The absence of Waters forced Tennessee coach Rick Barnes to adjust.

“In some ways, it’s even tougher because you’ve talked about your game plan and what you want to do,” Barnes said. “I’ve also seen situations where teams play better when they lose a guy.”

Reid’s early foul trouble – he finished with just one point (an overtime free throw) and seven rebounds – threw a wrench into Wade’s game plan.

“We had to go to Plan C from there,” Wade explained.

Which was spacing the floor and setting high screens for backcourt duo of Mays and Smart. The twin 6-4, 200-pound hellbent attack dogs never quit driving fearlessly to the basket despite getting continuously leveled.

Mays got slapped so much that if you would have dusted his arms and face for fingerprints, he would have looked like a dribbling crime scene.

In so many areas, it didn’t seem like a fair fight for the Tigers.

Schofield and his automatic mid-range jumper posted 27 points.
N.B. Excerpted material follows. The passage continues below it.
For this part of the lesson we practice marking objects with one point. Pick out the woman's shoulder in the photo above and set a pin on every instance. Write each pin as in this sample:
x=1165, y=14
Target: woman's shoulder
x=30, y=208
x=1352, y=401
Williams banged his way to 18 points including the Vols’ last six points in overtime highlighted by spinning drives and left-hand finishes over 6-11 LSU forward Kavell Bigby-Williams and the 6-10 Reid.

Yet in the final 6:44 of regulation, after the Vols extended their lead to 64-55, Smart and Mays combined to outscore Tennessee 16-7 with Mays missing a potential game-winning 3-pointer at end of regulation to leave the game deadlocked at 71-71.

Smart added four more points in overtime, but it was the game-deciding free throws he swished to cap a 29-point performance that demonstrated “anytime there’s been a big game he’s been spades for us,” Wade said.

Even the prospect of shooting the biggest free throws of Smart’s 27-game college career didn’t rattle him.

“Yesterday at practice we shot free throws and I didn’t miss a free throw,” Smart said. “So I just said `Practice makes perfect.' I went up to the free throw line with a lot of confidence.”

Just moments later when the Vols couldn’t beat the game-ending buzzer with a field goal attempt, Smart and Mays embraced as the postgame party started.

After Barnes chased after the officiating crew to voice one last complaint, he found Wade for a handshake before Wade took the public address microphone to thank the sellout crowd of 13,581.

“We found a way, that’s what we do in Louisiana,” said Wade, drawing a huge roar.

That’s certainly what this LSU team does. It always discovers the escape route. It doesn’t matter if the Tigers do something impossible equivalent to walking barefoot through hot coals or swimming a mile underwater without taking a breath.

They just do it over and over and over.

After the first couple of times this season, you could call it "lucky." After another instance or two, it may have been described as "poise."

But after what happened Saturday, it’s simply the D.N.A. that has them four league wins away from winning or sharing an SEC regular season championship.